The Book Junkie

An Echo in the Bone is the seventh book in Diana Gabaldon's Outlander series, which centers around Claire and Jamie Fraser. Set partly at the opening of the American Revolution and partly in Scotland in 1980, "Echo" is a sprawling tale. It has four major plot lines: Jamie and Claire (and Ian), Brianna and Roger, John, and William. All of the characters we've come to love over the years are accounted for (including Rollo the dog), and the book is overall very satisfying. It did leave me wanting more--as it's not the end of the series, there is quite obviously more story to be told. Frustratingly, I'll have to wait for several more years to read the next installment. Books this big do not get written in a month! My main quibble is that the book ends with a cliffhanger for each plot line. It seemed more like the first part of a book (despite its length) rather than a novel in its entirety. While Gabaldon expects to write additional books to wrap up the series (she has promised that "Echo" is not the last), leaving the story lines dangling made me feel like I hadn't finished. There was no denouement to satisfy the reader's need for closure at the end of the story, so I finished the book frustrated instead of content.

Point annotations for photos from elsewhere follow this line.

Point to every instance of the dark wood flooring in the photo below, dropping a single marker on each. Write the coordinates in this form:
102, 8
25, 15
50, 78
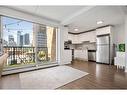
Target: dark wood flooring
100, 77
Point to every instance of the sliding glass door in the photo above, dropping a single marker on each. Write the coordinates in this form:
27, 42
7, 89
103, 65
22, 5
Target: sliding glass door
45, 44
27, 43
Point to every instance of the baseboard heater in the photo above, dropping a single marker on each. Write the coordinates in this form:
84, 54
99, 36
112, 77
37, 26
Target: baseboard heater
26, 69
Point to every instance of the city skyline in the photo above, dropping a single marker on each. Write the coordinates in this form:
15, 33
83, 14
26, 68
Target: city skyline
11, 26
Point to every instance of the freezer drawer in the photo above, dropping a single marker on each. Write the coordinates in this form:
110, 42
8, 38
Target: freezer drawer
102, 54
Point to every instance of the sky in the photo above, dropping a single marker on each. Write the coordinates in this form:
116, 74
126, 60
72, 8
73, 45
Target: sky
24, 26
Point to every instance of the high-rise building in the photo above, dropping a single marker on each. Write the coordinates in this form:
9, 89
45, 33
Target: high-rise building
18, 37
26, 39
21, 40
10, 38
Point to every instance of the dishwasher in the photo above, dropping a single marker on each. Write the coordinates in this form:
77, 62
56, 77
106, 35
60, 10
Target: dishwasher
92, 55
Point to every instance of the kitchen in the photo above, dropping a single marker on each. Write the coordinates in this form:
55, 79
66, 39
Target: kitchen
95, 45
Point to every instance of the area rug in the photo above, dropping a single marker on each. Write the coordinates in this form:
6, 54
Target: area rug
50, 78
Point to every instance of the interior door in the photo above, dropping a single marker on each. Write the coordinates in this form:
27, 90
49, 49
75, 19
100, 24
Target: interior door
102, 54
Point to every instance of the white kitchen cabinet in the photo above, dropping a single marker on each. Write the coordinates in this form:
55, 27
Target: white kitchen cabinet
89, 36
81, 54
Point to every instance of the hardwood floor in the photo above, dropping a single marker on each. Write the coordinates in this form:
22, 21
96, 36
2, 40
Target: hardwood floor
100, 77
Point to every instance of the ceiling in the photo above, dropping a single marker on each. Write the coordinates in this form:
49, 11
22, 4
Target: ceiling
82, 17
57, 13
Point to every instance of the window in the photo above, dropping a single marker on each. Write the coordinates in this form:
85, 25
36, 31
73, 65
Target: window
27, 43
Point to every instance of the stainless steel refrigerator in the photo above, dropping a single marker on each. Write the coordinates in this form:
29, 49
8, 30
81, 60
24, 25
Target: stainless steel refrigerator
103, 49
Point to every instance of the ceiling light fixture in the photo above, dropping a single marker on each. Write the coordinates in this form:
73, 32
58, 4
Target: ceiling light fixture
76, 29
99, 22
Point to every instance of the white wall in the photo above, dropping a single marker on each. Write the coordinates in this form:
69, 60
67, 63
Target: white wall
119, 34
65, 56
25, 16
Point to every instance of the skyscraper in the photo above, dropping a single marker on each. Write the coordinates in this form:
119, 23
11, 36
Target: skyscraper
21, 40
26, 39
18, 37
11, 40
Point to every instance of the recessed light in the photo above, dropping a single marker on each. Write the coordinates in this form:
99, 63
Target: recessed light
99, 22
76, 29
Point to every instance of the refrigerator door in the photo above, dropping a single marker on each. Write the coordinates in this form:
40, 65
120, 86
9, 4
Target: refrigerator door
102, 54
103, 40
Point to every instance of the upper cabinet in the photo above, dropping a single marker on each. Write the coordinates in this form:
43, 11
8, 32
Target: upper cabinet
89, 36
80, 38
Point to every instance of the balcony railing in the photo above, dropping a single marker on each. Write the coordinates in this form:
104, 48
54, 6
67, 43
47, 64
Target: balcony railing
19, 55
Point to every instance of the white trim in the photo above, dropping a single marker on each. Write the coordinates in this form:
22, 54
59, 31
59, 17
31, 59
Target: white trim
6, 11
75, 15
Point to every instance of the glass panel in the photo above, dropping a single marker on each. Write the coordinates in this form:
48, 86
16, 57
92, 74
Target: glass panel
45, 44
28, 43
18, 42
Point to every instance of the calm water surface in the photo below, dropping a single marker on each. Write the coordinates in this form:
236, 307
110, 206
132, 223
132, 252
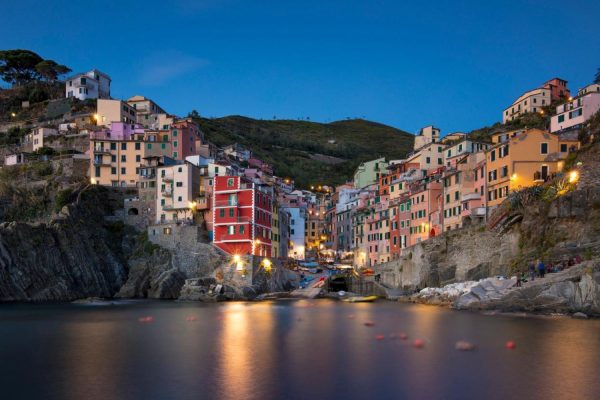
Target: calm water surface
289, 350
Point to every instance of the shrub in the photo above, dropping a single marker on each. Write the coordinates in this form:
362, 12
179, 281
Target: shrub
63, 198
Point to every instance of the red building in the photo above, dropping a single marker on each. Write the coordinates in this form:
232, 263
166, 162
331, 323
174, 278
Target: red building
242, 216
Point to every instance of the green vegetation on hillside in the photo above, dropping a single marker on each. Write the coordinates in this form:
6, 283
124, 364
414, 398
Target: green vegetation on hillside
296, 148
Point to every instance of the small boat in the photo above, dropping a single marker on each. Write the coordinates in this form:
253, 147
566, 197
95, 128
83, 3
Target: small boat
361, 299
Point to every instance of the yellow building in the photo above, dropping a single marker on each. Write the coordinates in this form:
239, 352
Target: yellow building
117, 155
520, 159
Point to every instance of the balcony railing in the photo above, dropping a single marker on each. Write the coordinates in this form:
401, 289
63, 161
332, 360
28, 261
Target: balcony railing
226, 203
471, 196
101, 150
232, 220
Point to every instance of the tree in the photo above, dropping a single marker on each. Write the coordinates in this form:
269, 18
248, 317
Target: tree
18, 66
50, 70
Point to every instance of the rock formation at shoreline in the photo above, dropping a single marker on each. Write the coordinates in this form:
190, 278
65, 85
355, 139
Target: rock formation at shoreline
73, 256
575, 290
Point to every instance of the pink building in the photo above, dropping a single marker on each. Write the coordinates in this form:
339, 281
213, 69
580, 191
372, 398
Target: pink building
575, 112
558, 89
474, 204
424, 201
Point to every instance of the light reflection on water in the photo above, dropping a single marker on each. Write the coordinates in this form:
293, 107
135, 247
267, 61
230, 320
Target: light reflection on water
289, 350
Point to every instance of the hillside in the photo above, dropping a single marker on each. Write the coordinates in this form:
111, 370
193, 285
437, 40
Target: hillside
310, 152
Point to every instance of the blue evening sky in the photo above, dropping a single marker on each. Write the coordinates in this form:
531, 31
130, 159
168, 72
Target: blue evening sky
455, 64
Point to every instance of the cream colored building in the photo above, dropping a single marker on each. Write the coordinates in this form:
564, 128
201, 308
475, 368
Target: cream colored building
430, 156
178, 189
429, 134
531, 101
523, 159
459, 181
109, 111
117, 156
38, 136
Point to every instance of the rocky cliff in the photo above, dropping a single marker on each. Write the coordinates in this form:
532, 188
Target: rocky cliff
74, 255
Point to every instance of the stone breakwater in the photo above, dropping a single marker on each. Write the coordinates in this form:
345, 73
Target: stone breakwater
575, 290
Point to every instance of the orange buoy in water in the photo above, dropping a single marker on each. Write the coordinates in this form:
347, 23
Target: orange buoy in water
464, 346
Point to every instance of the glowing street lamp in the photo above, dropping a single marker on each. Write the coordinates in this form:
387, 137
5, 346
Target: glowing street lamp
573, 176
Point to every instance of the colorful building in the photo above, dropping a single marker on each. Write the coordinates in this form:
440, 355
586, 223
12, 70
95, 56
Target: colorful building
178, 188
520, 159
368, 172
242, 216
575, 112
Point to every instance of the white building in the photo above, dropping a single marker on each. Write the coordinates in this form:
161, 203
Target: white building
109, 111
178, 187
429, 134
15, 159
297, 227
37, 136
575, 112
149, 114
463, 147
531, 101
88, 85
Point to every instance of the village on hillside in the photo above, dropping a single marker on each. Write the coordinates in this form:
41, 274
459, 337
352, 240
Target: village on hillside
173, 177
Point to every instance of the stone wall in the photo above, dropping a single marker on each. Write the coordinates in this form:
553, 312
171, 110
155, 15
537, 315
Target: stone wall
465, 254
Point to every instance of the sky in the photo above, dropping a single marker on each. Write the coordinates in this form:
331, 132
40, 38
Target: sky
454, 64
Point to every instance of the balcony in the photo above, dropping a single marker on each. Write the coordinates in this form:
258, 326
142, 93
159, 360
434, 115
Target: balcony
100, 162
101, 150
474, 212
232, 220
226, 203
471, 196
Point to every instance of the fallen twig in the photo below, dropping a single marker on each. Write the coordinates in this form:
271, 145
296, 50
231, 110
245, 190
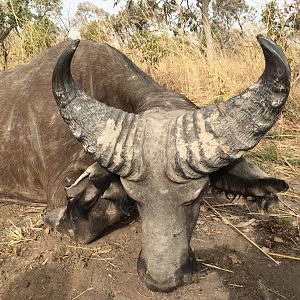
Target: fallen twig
284, 256
289, 207
236, 285
98, 249
82, 293
216, 267
227, 222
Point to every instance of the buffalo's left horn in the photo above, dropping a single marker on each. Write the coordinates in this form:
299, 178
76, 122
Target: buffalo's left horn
213, 136
113, 136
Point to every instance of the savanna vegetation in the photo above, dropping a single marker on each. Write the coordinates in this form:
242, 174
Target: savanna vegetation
205, 49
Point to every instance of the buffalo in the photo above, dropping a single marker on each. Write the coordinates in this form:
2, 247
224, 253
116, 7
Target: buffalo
141, 141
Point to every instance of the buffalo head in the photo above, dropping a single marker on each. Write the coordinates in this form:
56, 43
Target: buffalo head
165, 149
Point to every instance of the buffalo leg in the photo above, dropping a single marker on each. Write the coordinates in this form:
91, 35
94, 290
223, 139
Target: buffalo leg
96, 200
243, 178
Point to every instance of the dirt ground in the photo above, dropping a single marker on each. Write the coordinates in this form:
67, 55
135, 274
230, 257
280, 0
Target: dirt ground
36, 263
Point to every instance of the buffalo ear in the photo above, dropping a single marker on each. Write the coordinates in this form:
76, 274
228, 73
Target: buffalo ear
243, 178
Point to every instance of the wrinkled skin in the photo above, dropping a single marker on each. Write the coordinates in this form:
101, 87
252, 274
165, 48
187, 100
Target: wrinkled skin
166, 152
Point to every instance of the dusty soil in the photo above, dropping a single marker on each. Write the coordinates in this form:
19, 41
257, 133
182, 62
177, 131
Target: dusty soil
36, 263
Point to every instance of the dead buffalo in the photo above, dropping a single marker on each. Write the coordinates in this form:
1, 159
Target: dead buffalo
149, 143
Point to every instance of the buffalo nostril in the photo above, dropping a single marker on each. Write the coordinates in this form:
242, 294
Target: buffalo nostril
164, 281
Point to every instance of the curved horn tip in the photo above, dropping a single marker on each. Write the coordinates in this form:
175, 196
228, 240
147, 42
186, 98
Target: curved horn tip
74, 44
272, 49
63, 85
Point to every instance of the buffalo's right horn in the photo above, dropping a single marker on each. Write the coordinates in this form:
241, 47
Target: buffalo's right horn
113, 136
204, 140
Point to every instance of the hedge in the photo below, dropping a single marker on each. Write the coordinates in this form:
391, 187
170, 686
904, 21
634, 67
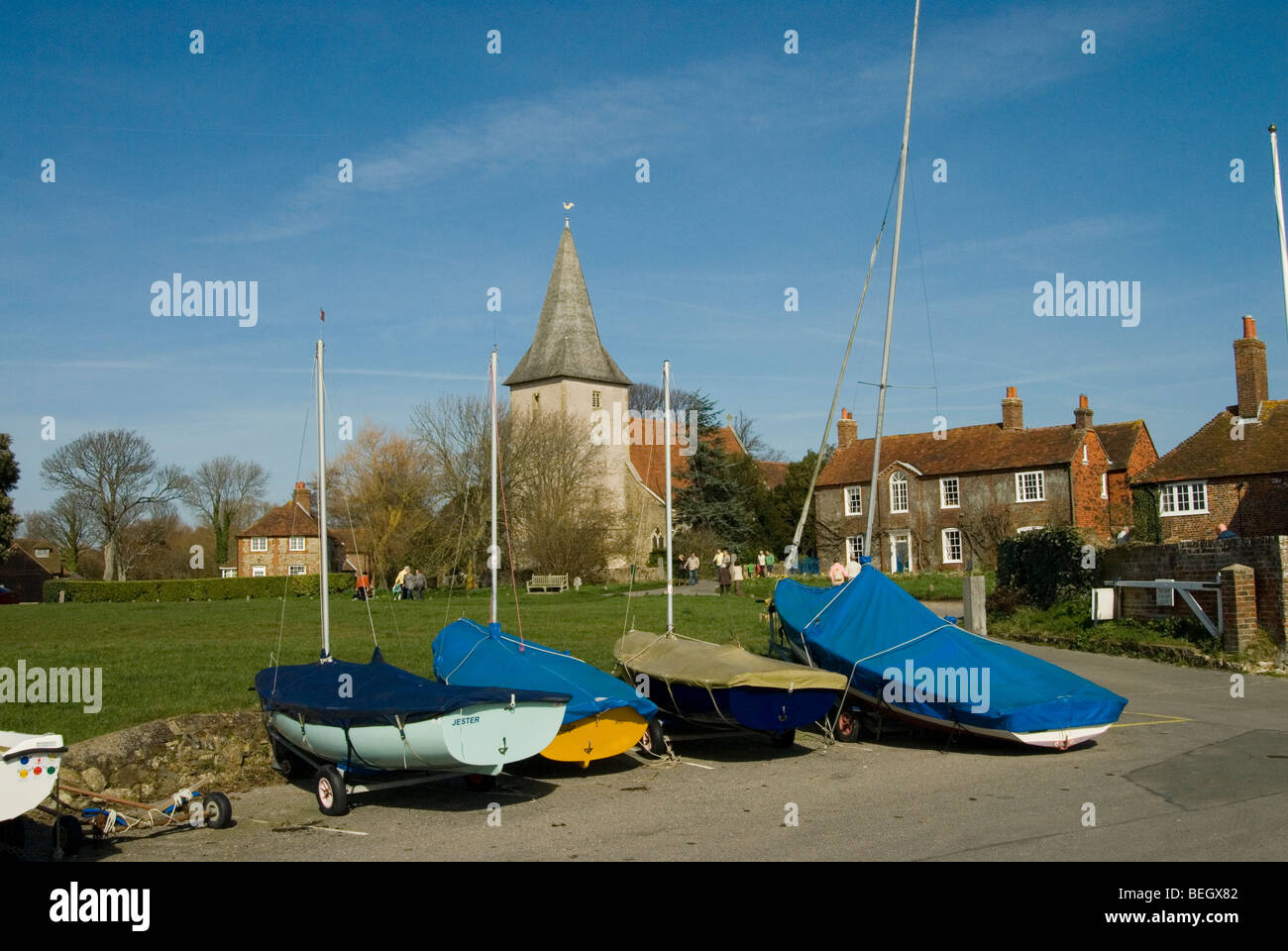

Plot line one starts with Jamie, Claire, Ian and Rollo preparing to leave Frasier's Ridge, both to escape the danger inherent in staying and to go to Scotland to retrieve Jamie's printing press. At the end of A Breath of Snow and Ashes, the little world of the Ridge is in turmoil; the big house has burned down, two residents have been killed, and the Bugs have made off with a fortune in gold. Echo begins here. Jamie and Ian uncover the location of the treasure, but accidentally kill Mrs. Bug in the process of retrieving it. This sets Mr. Bug on a mission of revenge that will chase Ian through the rest of the book.

Plot line two starts in Scotland in 1980 with Brianna and Roger struggling to redefine themselves. Roger is suffering from a bit of an identity crisis—he no longer feels like a professor, but he’s moved away from his life as a farmer and preacher. Brianna, meanwhile, is balancing herself as a modern mother and career woman, and fighting her way into a male-dominated field. Their lives intersect Claire & Jamie’s when an unexpected and unwelcome visitor from the past turns up. This leads to a modicum of healing of emotional scars, but leads to far worse when Jemmy is kidnapped. Has he been taken back to the past? This ties the “present” day plotline to the past.

Plotline three, which involves Lord John, is less fleshed-out than the others, and seems more complementary until tragedy strikes, and John and Claire are thrown together to survive.  Here is where the plots become inextricably intertwined; the relationship that these two form in the face of their mutual despair becomes the basis for one of the cliffhangers at the end.


Plotline four details William’s development—which, of course, intersects with the Jamie/Claire/Ian and John plotlines.  William learns about life as a soldier, and has to decide on his future career path. Does he want to pursue straight-up soldiering or intelligence? He also learns the disturbing truth about his past and Jamie’s involvement.  In addition to that, he and Ian intersect when they both fall in love with the same woman.


So many complicated plotlines make for a challenging book. At times it took effort to make myself keep reading, and it takes a long time to digest. It was, however, fun, and I’m glad I read it.

Despite my complaints, Echo has all the elements of Gabaldon that I've come to love--the historical facts interwoven in the fictional plot line, the fully-fleshed characters (who seem like real people to me), the details of scenery, action, and day-to-day minutiae of life in the 1700s in the Colonies, and the cameos of real people (in Echo, we get to meet Ben Franklin and Benedict Arnold, among interesting folks). I did occasionally get frustrated with the multiple stories as I was reading--I would have enjoyed being able to read each plot line straight through. However, by the end of the book, it was clear why so many complicated stories were told within the covers of one book. They really do meld; you just have to be patient and get to the end. And then be patient for the next few years while she writes the next book to tie up the ends she left loose. On reflecting, the lack of denouement emphasizes the story's themes and the characters' struggles; we leave them in the midst of a time of great turmoil in the world--how else could Gabaldon leave the reader other than in turmoil at the anticipation of what's to come next in the series?

All in all, An Echo in the Bone was worth reading. I did have to push myself sometimes, and it did take me a couple of weeks to read, but by the time I finished, I was glad that I had. I will clearly have to go back and reread it in a few weeks; at 800 pages, it's not a book I can digest in one reading. For those who, like me, sometimes enjoy a book as meaty as this, "Echo" is a pleasure to read. For those who, like me, are used to waiting for the next book in an exciting series (Harry Potter, anyone? Eragon?), you'll understand my impatience on reaching the end of the book. And perhaps you'll join me.

Please note, Gabaldon has explicitly said that this is NOT the last book in the series, so while the cliffhanger endings are frustrating, we will have our questions answered in a few years. Overall, I enjoyed “Echo” and look forward to finding out what happens to Jamie, Claire, and crew when the next book comes out.